Morgane Guillou
23 février 2026

Comment demander un logement social au Royaume-Uni ?

Appelé « social housing » ou « council housing », le système de logements sociaux au Royaume-Uni date de la fin du XIXe siècle et s’est tout particulièrement développé au lendemain des guerres mondiales avec l’introduction du 1919 Housing and Planning Act et d’autres projets de loi, qui ont permis la construction de plus de 4 millions de logements sociaux en 35 ans, selon l’association Shelter.

La construction et la disponibilité de ces logements ont connu un premier recul dans les années 1980 avec la politique de Margaret Thatcher, qui a notamment introduit le « Right to Buy » (Housing Act 1980), une mesure autorisant les locataires de longue date à acheter leurs logements sociaux à un prix réduit.

Depuis, les gouvernements successifs ont davantage fait avancer ou reculer ce système en fonction de leur politique économique, entraînant notamment le développement de « housing associations », des associations indépendantes à buts non-lucratifs aidant à répondre à la demande.

Comme cela fonctionne ?

Les offres de logements sociaux deviennent tout particulièrement essentielles lorsque le prix des loyers dans le privé explose, comme de nombreux locataires l’ont remarqué ces dernières années en raison de crises diverses et d’un climat politique et économique austère.

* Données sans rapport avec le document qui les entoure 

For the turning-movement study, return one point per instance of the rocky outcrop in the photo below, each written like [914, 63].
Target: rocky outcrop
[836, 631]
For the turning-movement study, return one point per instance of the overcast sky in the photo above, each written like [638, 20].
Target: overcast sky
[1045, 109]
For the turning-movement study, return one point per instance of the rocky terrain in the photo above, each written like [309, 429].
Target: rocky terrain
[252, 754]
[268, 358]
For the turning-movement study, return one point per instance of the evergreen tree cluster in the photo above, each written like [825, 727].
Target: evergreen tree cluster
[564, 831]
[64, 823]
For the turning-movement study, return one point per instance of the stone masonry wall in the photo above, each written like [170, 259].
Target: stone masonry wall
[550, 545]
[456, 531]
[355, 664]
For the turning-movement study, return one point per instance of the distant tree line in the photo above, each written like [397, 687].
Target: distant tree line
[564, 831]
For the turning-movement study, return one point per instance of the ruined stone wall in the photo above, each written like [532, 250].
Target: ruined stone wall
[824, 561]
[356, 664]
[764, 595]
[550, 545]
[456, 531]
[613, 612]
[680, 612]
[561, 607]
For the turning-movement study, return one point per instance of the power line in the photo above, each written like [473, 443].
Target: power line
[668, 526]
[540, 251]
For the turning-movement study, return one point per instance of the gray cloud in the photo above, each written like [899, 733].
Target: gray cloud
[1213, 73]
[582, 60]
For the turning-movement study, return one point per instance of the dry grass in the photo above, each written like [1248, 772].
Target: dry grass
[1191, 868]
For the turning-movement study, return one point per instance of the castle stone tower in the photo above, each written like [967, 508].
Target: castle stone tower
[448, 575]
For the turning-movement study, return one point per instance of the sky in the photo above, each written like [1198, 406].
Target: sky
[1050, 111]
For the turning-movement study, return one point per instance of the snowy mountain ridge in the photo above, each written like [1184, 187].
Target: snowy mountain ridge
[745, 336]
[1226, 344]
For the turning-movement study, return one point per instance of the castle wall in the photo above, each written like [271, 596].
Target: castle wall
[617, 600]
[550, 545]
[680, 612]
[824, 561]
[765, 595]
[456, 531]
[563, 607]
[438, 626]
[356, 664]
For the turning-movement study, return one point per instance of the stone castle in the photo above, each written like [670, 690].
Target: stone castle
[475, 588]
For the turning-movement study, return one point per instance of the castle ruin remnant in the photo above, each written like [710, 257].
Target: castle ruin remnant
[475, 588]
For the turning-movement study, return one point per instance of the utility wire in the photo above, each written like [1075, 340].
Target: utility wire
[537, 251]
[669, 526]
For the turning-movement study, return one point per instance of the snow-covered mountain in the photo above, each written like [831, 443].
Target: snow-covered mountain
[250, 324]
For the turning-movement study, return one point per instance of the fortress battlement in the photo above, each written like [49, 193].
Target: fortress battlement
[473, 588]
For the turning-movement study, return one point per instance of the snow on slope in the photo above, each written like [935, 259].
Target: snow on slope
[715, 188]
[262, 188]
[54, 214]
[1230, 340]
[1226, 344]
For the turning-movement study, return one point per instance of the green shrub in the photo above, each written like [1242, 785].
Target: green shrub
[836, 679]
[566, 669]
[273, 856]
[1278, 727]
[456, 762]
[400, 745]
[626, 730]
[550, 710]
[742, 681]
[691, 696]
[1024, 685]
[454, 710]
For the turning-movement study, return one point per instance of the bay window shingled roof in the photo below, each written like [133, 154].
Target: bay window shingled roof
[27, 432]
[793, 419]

Les communes et « housing associations » procurent ces logements en fonction de la demande et deviennent, par conséquent, les propriétaires des lieux.

Les loyers peuvent comprendre des charges d’entretien et sont calculés en fonction des « revenus locaux ». Ils sont en moyenne 50% moins élevés que dans le privé, comme le précise l’association Shelter, mais peuvent être sujets à des augmentations au début de l’année fiscale. Toutefois, leur objectif reste le même: garantir un logement abordable et durable aux foyers dans le besoin.

Comment en faire la demande ?

Pour prétendre à un logement social, il faut être majeur et répondre à des critères pouvant varier d’une commune à l’autre. La demande se fait donc directement auprès de son council via un formulaire en ligne, qui recueille des informations sur les demandeurs afin d’évaluer leur éligibilité en fonction de leurs revenus et de leur situation et d’estimer si leur statut est prioritaire selon un système de « points » et de « banding ».

Une fois cette étape effectuée, les demandeurs éligibles sont placés sur une liste d’attente et invités à consulter des offres de logements pour vérifier leur disponibilité et compatibilité, certaines offres priorisant les résidents solos, les familles ou les personnes en situation de handicap, entre autres. L’étape suivante est le « bidding », ou le dépôt d’une candidature à un logement.

Recommandations

Au moment de rejoindre une « waiting list », les demandeurs peuvent avoir la possibilité de demander à leur council une estimation de leur temps d’attente. Mais ce dernier peut être particulièrement long. Il est donc recommandé d’effectuer sa demande le plus tôt possible, tout en gardant à l’esprit qu’une offre n’est pas garantie, comme l’indique Citizen Advice. À l’inverse, lorsqu’une offre survient, il est préférable d’y répondre assez rapidement au risque de perdre cette opportunité et de redescendre dans la liste d’attente.

Ces derniers points sont particulièrement importants à une époque où le « social housing » souffre d’un manque d’investissement, alors que la demande et la perte de logements sociaux restent élevées. Selon Shelter, pour mettre fin à la « social housing emergency (urgence) » auquel le pays est confronté, 90,000 nouveaux logements sociaux sont nécessaires chaque année, alors que seul 11,400 ont été proposés en 2023 contre 23,100 vendus ou démolis.